The animation is standard, getting the job done but with no particularly distinct visual style. The movement can be stiff and limited. Content-wise, there’s emphasis on action, not the quieter bits I enjoy most about superhero team stories. That’s not a criticism, just an indication I’m not going to be part of the show’s audience.
Although I’m by no means an X-Men expert, several factors were similar to what I knew about the comics:
* Angst. The first episode features Jubilee, not yet a team member, hating that she’s a mutant while her foster parents fear yet love her.
* Continuing storylines. Out of the 16 episodes in the first set, six make up two-part stories. The second set is even more connected. 17 episodes include three two-part sets plus the concluding five-part “Phoenix Saga”. Many of the episodes were based on comic stories, as you can tell from the titles: “Enter Magneto”, “The Unstoppable Juggernaut”, “Days of Future Past”.

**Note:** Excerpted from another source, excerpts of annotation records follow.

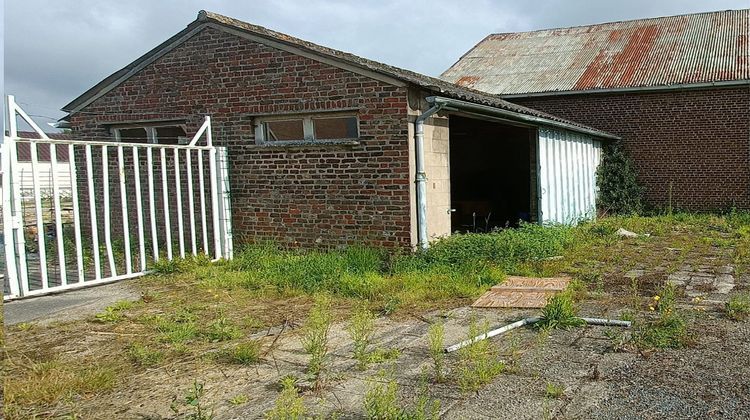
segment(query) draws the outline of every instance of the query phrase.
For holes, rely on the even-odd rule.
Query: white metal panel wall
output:
[[[601,142],[567,130],[540,128],[539,220],[574,224],[596,216]]]

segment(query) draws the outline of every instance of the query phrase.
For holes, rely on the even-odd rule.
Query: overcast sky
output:
[[[5,0],[5,93],[37,121],[206,9],[439,75],[489,33],[750,7],[750,0]]]

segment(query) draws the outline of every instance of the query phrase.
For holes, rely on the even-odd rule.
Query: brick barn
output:
[[[235,239],[306,247],[592,217],[617,139],[204,11],[63,109],[77,138],[136,143],[180,143],[210,115]]]
[[[748,38],[747,9],[493,34],[441,77],[622,137],[654,207],[750,209]]]

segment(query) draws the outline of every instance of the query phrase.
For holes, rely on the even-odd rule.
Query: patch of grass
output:
[[[260,343],[248,341],[225,349],[220,353],[220,359],[238,365],[253,365],[260,361]]]
[[[565,387],[553,382],[547,382],[544,387],[544,396],[547,398],[562,398],[565,395]]]
[[[744,321],[750,317],[750,294],[734,295],[724,304],[724,314],[735,321]]]
[[[91,396],[114,388],[118,369],[113,364],[76,366],[62,361],[31,362],[4,378],[5,405],[20,410],[59,402],[75,396]]]
[[[21,322],[19,324],[16,324],[16,329],[18,331],[31,331],[34,329],[34,327],[35,325],[30,322]]]
[[[181,418],[187,418],[190,420],[211,420],[214,418],[213,409],[206,407],[203,400],[206,391],[204,384],[193,381],[193,386],[187,390],[183,399],[177,400],[176,398],[172,401],[170,408],[172,411]],[[187,409],[186,413],[182,413],[180,406]]]
[[[445,381],[445,324],[436,322],[427,330],[430,358],[434,371],[433,379],[437,383]]]
[[[301,420],[306,418],[304,401],[297,391],[296,381],[286,377],[281,381],[281,393],[274,408],[266,413],[268,420]]]
[[[131,343],[126,353],[133,364],[143,367],[154,367],[164,360],[164,352],[152,349],[142,343]]]
[[[133,305],[134,302],[128,300],[115,302],[112,305],[104,308],[104,312],[99,312],[98,314],[96,314],[95,318],[97,321],[104,323],[120,322],[124,318],[124,315],[122,313],[128,309],[131,309]]]
[[[369,381],[364,405],[368,419],[405,418],[405,410],[398,399],[398,384],[393,375],[385,372]]]
[[[320,375],[325,368],[331,322],[331,300],[328,296],[319,295],[305,321],[302,336],[302,347],[310,355],[307,373],[315,378],[316,383],[319,383]]]
[[[245,394],[235,395],[234,397],[227,400],[229,404],[234,406],[247,404],[248,401],[250,401],[250,398],[248,398],[248,396]]]
[[[367,348],[375,332],[375,316],[364,305],[359,306],[349,320],[346,331],[354,342],[353,353],[354,359],[357,360],[357,368],[367,369],[370,363],[370,353]]]
[[[578,317],[578,309],[570,291],[564,291],[552,296],[542,308],[541,320],[535,324],[540,330],[555,328],[569,329],[580,327],[585,322]]]
[[[399,356],[401,356],[401,351],[399,349],[377,348],[370,352],[367,358],[369,363],[377,364],[396,360]]]
[[[472,320],[469,325],[468,338],[473,339],[485,334],[488,330],[488,325],[480,327],[476,321]],[[460,349],[458,358],[456,377],[463,392],[478,391],[505,370],[505,364],[498,360],[497,353],[489,340],[474,341]]]
[[[649,317],[636,323],[633,341],[640,348],[682,348],[688,345],[690,336],[687,323],[675,310],[676,289],[667,284],[653,297],[649,307],[656,317]]]
[[[186,310],[177,311],[169,318],[157,315],[147,322],[154,325],[159,341],[165,343],[185,344],[195,340],[200,334],[195,316]]]
[[[454,266],[491,261],[509,267],[521,261],[562,255],[573,239],[572,229],[522,223],[518,229],[453,235],[434,242],[424,258],[431,263]]]
[[[242,331],[226,317],[219,317],[208,325],[204,335],[212,343],[229,341],[242,337]]]
[[[368,380],[364,409],[368,419],[427,420],[439,418],[440,401],[427,395],[427,387],[421,386],[414,406],[405,406],[399,399],[398,383],[392,372],[381,371]]]

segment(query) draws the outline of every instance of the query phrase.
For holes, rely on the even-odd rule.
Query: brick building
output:
[[[616,134],[646,199],[750,209],[750,10],[486,37],[441,76]]]
[[[210,12],[64,110],[77,137],[113,142],[177,143],[210,115],[234,237],[291,246],[589,217],[600,142],[616,138]],[[560,162],[571,176],[541,188]]]

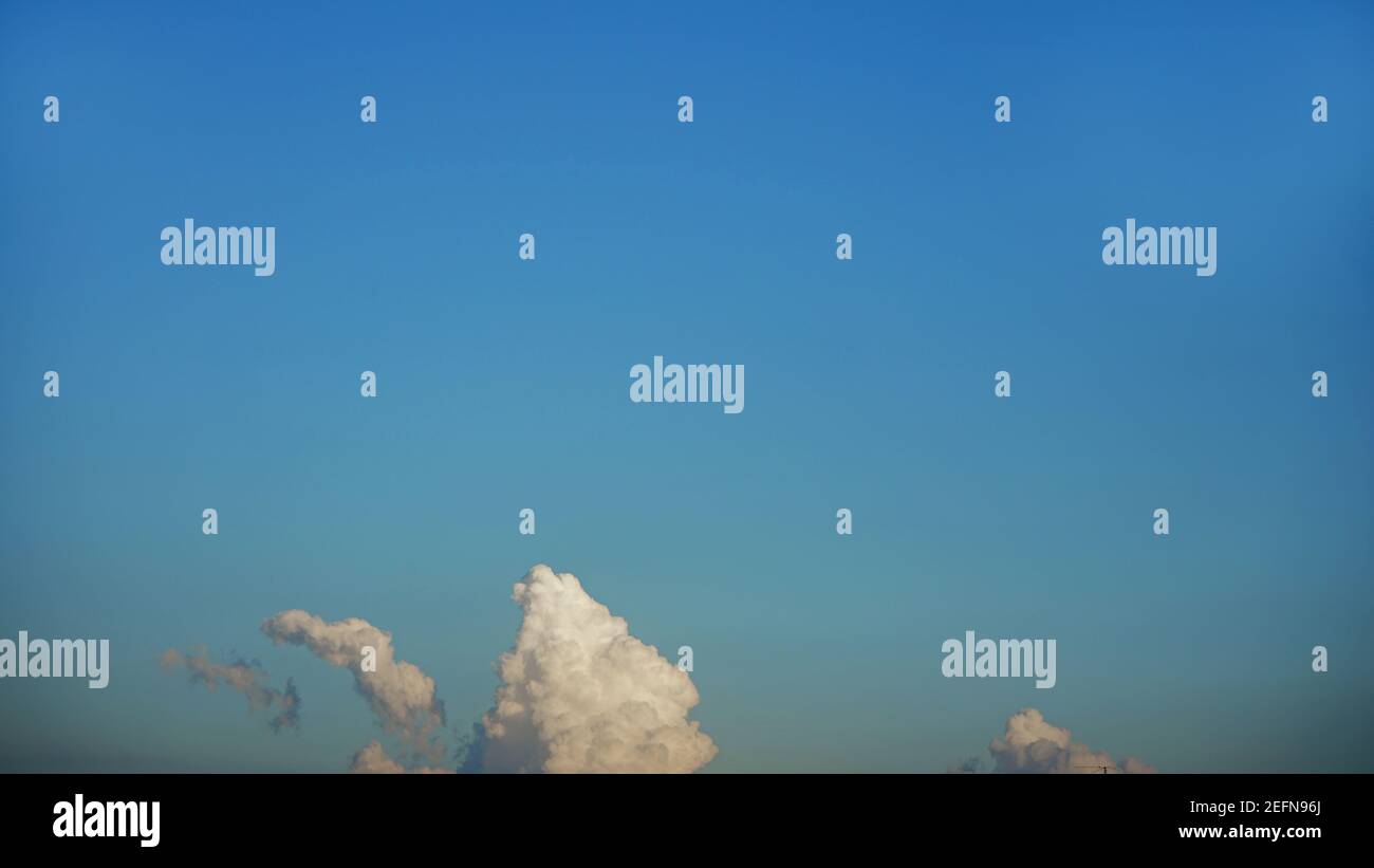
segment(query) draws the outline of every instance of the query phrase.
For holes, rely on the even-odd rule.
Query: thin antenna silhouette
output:
[[[1106,775],[1107,772],[1116,772],[1118,775],[1121,773],[1121,769],[1116,768],[1114,765],[1105,765],[1102,762],[1095,762],[1092,765],[1076,765],[1073,768],[1076,768],[1076,769],[1102,769],[1103,775]]]

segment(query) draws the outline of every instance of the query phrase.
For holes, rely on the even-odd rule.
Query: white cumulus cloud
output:
[[[1007,718],[1007,732],[988,746],[993,772],[1040,775],[1092,775],[1106,766],[1128,775],[1146,775],[1154,768],[1135,757],[1120,764],[1106,751],[1092,750],[1072,739],[1063,727],[1055,727],[1036,709],[1022,709]]]
[[[686,672],[629,635],[572,573],[537,564],[515,584],[523,611],[482,717],[488,772],[692,772],[716,744],[687,714]]]

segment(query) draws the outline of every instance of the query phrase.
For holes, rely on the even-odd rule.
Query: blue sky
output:
[[[376,729],[258,633],[291,607],[390,630],[466,729],[547,562],[692,646],[709,770],[943,770],[1024,706],[1167,772],[1374,770],[1371,36],[5,4],[0,636],[114,662],[0,683],[0,768],[341,770]],[[164,266],[185,217],[276,227],[276,275]],[[1217,227],[1217,273],[1105,266],[1127,217]],[[655,354],[743,364],[746,411],[631,404]],[[1057,639],[1057,687],[943,678],[966,629]],[[300,732],[158,667],[199,644],[294,676]]]

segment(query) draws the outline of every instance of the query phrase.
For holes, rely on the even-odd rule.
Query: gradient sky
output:
[[[345,769],[378,729],[258,632],[293,607],[467,729],[547,562],[692,646],[708,770],[938,772],[1024,706],[1165,772],[1374,770],[1371,40],[1363,1],[0,5],[0,636],[114,658],[0,681],[0,769]],[[275,225],[276,275],[164,266],[185,217]],[[1127,217],[1217,227],[1216,276],[1105,266]],[[631,404],[655,354],[746,411]],[[966,629],[1057,639],[1058,685],[943,678]],[[159,669],[201,644],[301,729]]]

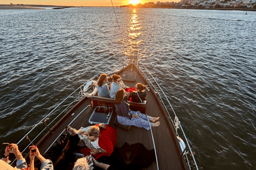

* Sentinels, the giant purple mutant-hunting robots. The series starts with the two-part “Night of the Sentinels”, in which they’re chasing down Jubilee (yet ignoring Storm and Rogue while they’re shopping in the same mall), and the robots continue to appear throughout the series, because they make such convenient opponents! They’re big and dangerous, yet they can be attacked and destroyed without falling foul of any “is it ok for kids?” rules because they’re only robots.
* Ridiculous dialogue. “Storm, mistress of the elements, commands you to release that child” demands Storm, referring to herself in the third person. Rogue immediately follows up by telling her to “lighten up”.
I hadn’t realized that Morph (currently appearing in Exiles) was created for this series. He doesn’t have his blank white head, though, and he doesn’t last very long.
The voices don’t sound right to me, probably because I have expectations from the movies. They’re generic and far from subtle. The emotions are overplayed, with too much exaggeration for my taste. Again, I’m probably too old for this, not having a young love for superhero action or a nostalgic fondness from when this first aired. But I was impressed to see them tackling the big storylines about mutant prejudice.
Plenty of continuing subplots, familiar guest stars, and long-running motivations make the series enjoyable to watch as a whole. Each episode starts with a “story so far” to aid in keeping up with them all. This is a good choice for the kid or teen looking for more X-Men entertainment. (A complimentary copy for this review was provided by the studio.)